Commanders defend Korean exercises
Say joint drills help keep Pyongyang at bay
OSAN AIR BASE, South Korea — As North Korea vowed “merciless retaliation” against U.s.-south Korean military drills that it claims are an invasion rehearsal, senior U.S. military commanders on Tuesday dismissed calls to pause or downsize exercises they called crucial to countering a clear threat from Pyongyang.
The heated North Korean rhetoric, along with occasional weapons tests, is standard fare during the spring and summer war games by Seoul and Washington, but ties between the Koreas are worse than normal following weeks of threats between President Donald Trump and Pyongyang in the wake of two intercontinental ballistic missile tests.
There have been calls in the United States and South Korea to postpone or modify the drills to ease hostility on the Korean Peninsula following North Korea’s threat to lob missiles toward the U.S. territory of Guam.

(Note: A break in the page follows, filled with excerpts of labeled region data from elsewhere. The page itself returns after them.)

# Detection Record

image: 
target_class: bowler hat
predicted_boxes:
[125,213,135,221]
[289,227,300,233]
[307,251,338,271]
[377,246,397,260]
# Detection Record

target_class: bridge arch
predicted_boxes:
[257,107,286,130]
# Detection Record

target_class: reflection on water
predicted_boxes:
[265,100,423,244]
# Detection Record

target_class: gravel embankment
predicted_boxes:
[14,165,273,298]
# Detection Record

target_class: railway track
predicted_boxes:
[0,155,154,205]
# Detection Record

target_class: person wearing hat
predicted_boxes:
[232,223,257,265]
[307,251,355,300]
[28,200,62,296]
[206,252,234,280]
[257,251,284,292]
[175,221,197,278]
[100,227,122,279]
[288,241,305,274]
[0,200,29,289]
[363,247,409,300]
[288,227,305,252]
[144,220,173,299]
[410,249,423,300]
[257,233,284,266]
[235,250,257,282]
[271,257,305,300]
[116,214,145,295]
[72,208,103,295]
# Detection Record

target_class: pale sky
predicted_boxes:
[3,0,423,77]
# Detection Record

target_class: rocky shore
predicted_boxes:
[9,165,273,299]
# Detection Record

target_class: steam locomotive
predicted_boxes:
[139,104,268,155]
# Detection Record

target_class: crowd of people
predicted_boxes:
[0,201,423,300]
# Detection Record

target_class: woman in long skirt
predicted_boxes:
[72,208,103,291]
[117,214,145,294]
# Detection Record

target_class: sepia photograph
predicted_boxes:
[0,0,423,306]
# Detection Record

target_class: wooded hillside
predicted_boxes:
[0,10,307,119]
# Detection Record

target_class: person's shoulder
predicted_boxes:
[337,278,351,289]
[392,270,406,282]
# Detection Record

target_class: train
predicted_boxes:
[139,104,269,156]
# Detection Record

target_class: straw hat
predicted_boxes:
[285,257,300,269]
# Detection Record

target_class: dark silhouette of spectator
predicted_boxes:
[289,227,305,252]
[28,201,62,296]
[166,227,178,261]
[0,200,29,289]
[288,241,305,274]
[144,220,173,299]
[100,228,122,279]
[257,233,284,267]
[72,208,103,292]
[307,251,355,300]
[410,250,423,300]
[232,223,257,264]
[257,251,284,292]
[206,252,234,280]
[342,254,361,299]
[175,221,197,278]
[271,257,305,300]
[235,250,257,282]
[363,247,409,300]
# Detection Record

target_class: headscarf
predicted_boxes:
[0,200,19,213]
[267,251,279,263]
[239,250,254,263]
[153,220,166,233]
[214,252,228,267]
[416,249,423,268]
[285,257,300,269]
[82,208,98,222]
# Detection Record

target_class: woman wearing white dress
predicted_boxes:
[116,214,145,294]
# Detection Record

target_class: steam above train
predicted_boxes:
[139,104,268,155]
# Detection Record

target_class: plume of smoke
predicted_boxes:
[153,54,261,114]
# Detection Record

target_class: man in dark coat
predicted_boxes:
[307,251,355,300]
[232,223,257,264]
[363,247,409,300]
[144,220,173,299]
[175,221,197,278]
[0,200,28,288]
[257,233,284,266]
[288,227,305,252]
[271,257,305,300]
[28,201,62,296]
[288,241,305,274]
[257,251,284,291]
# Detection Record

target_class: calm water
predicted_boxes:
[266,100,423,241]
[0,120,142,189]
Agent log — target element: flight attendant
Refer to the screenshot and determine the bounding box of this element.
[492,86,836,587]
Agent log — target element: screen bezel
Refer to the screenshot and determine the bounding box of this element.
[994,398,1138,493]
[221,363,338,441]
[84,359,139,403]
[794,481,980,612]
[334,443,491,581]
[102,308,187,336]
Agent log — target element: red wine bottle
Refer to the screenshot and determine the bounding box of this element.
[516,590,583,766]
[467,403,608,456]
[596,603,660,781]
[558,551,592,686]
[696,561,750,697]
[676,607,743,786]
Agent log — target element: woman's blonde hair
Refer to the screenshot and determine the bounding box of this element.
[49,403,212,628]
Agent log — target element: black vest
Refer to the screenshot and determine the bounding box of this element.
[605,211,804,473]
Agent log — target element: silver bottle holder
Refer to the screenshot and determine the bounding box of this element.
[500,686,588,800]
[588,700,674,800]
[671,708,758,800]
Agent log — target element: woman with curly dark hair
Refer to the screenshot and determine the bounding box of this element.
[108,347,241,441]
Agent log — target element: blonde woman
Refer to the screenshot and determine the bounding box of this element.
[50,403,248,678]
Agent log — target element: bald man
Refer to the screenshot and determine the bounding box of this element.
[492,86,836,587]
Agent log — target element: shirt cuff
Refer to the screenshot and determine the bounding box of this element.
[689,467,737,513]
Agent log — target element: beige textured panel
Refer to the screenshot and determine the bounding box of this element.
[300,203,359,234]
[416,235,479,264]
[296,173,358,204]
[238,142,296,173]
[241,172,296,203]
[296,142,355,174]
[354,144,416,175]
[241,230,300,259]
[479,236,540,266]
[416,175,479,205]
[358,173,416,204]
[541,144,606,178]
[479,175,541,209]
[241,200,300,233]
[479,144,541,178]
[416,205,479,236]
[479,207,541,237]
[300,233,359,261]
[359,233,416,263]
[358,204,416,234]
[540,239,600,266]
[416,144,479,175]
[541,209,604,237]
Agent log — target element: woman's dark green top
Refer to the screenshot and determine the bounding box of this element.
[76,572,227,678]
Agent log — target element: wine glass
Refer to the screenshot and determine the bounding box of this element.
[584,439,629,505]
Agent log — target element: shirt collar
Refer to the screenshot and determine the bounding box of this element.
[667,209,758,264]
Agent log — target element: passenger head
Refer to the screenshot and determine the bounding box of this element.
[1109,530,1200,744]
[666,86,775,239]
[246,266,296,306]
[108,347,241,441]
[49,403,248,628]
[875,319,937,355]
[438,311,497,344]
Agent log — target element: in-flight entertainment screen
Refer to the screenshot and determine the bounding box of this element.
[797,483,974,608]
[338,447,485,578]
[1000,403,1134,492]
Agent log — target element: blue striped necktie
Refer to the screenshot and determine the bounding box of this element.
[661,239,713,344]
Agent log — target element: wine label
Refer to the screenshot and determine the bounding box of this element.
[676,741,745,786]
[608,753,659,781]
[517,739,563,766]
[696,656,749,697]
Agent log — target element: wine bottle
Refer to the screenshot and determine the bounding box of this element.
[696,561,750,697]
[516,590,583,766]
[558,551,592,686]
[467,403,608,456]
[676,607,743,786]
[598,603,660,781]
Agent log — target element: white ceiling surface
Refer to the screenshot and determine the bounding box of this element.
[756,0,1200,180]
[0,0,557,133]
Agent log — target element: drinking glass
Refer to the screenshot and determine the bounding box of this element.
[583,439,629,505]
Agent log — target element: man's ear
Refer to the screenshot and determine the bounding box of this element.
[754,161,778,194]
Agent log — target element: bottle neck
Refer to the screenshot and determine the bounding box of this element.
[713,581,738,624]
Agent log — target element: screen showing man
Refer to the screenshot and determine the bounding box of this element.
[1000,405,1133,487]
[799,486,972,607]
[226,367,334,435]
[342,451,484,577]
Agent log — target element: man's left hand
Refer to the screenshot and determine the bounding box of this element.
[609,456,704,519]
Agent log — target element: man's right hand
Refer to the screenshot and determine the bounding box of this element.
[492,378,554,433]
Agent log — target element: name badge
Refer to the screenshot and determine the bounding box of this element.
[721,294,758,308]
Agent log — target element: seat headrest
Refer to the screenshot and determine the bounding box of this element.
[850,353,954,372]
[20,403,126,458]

But a visiting group of senior U.S. military commanders, including Adm. Harry Harris, the commander of U.S. forces in the Pacific, said the drills are critical to maintain readiness against North Korea.

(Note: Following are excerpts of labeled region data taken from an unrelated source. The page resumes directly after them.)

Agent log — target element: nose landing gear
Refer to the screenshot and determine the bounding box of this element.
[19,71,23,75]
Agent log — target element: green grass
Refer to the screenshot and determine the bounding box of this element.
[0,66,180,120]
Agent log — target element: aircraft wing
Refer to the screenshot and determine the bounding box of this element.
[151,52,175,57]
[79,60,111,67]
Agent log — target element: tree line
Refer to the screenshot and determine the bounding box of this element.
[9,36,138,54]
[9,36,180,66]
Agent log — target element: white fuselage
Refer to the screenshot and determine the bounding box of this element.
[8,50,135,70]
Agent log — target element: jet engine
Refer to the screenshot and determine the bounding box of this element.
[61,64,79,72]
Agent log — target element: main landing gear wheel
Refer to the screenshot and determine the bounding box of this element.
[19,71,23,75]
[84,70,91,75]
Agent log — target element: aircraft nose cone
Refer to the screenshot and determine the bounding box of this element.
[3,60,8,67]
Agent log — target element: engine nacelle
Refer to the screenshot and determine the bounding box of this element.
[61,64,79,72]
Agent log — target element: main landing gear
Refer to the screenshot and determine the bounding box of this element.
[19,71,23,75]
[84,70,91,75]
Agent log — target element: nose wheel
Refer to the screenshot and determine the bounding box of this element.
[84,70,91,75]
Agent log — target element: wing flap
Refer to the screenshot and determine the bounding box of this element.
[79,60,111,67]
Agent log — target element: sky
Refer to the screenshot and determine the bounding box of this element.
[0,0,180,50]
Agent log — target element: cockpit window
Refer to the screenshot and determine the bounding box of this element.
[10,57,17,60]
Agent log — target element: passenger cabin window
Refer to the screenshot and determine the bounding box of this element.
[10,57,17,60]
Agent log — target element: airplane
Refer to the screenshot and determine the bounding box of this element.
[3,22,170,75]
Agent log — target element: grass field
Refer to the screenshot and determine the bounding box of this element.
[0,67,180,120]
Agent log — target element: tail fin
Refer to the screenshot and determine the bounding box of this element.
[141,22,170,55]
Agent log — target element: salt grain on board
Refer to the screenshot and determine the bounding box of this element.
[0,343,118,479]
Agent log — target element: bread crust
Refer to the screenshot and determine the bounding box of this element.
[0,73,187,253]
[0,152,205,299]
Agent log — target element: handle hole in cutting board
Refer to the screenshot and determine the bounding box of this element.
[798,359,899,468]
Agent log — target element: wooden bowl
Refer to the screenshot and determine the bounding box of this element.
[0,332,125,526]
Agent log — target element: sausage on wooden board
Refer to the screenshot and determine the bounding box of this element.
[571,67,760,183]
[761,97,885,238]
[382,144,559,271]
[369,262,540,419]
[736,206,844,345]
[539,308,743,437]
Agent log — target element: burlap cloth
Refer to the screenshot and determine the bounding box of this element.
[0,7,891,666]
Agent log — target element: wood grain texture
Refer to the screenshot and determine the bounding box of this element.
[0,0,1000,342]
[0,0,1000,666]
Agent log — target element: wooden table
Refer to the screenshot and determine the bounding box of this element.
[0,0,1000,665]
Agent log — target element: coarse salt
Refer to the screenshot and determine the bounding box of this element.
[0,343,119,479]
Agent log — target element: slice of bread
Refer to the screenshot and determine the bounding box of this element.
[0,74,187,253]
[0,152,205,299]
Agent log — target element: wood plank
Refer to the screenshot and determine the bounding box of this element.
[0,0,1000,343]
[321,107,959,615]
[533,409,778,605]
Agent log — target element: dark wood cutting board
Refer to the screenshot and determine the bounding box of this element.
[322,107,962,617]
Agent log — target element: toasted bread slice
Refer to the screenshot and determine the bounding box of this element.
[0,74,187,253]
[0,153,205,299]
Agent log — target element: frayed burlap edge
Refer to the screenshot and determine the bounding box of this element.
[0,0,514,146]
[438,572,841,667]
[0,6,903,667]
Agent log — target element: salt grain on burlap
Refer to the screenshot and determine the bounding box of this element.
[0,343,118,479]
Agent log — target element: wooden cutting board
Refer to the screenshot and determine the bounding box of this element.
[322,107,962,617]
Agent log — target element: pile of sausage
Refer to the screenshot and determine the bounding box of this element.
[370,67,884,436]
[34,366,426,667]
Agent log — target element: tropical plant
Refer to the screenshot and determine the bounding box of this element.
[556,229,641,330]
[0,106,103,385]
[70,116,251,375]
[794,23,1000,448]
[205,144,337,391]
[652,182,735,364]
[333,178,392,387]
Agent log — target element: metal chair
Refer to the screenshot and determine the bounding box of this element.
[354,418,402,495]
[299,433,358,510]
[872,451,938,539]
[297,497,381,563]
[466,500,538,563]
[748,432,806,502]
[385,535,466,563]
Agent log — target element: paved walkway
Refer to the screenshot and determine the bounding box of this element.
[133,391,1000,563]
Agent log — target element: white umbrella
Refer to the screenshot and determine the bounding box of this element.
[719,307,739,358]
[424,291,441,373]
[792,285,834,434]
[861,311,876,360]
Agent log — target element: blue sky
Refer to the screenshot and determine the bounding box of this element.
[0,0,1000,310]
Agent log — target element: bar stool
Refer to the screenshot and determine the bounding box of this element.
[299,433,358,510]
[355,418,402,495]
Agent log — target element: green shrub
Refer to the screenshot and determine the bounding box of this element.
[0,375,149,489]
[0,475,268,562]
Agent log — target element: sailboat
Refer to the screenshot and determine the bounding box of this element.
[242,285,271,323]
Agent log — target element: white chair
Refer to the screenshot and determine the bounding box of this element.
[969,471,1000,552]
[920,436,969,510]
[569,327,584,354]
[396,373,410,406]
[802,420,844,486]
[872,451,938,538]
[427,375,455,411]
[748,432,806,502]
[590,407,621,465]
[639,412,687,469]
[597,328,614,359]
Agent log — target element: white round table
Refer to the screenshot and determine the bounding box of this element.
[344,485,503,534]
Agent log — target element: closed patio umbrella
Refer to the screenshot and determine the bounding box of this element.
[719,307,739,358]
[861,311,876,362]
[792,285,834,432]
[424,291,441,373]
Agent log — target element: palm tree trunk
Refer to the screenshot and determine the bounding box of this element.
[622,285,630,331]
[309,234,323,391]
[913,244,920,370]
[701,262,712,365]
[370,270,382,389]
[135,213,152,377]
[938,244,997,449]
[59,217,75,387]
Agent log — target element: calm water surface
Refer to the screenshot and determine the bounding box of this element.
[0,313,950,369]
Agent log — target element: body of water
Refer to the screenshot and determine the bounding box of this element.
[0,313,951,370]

“A strong diplomatic effort backed by a strong military effort is key because credible combat power should be in support of diplomacy and not the other way around,” Harris said during a news conference at the Osan Air Base in South Korea.
Vincent Brooks, commander of U.S. Forces Korea, said the allies should continue the war games until they “have reason not to.”
North Korea’s military said in a statement that it would launch an unspecified “merciless retaliation and unsparing punishment” on the United States over the Ulchi Freedom Guardian drills.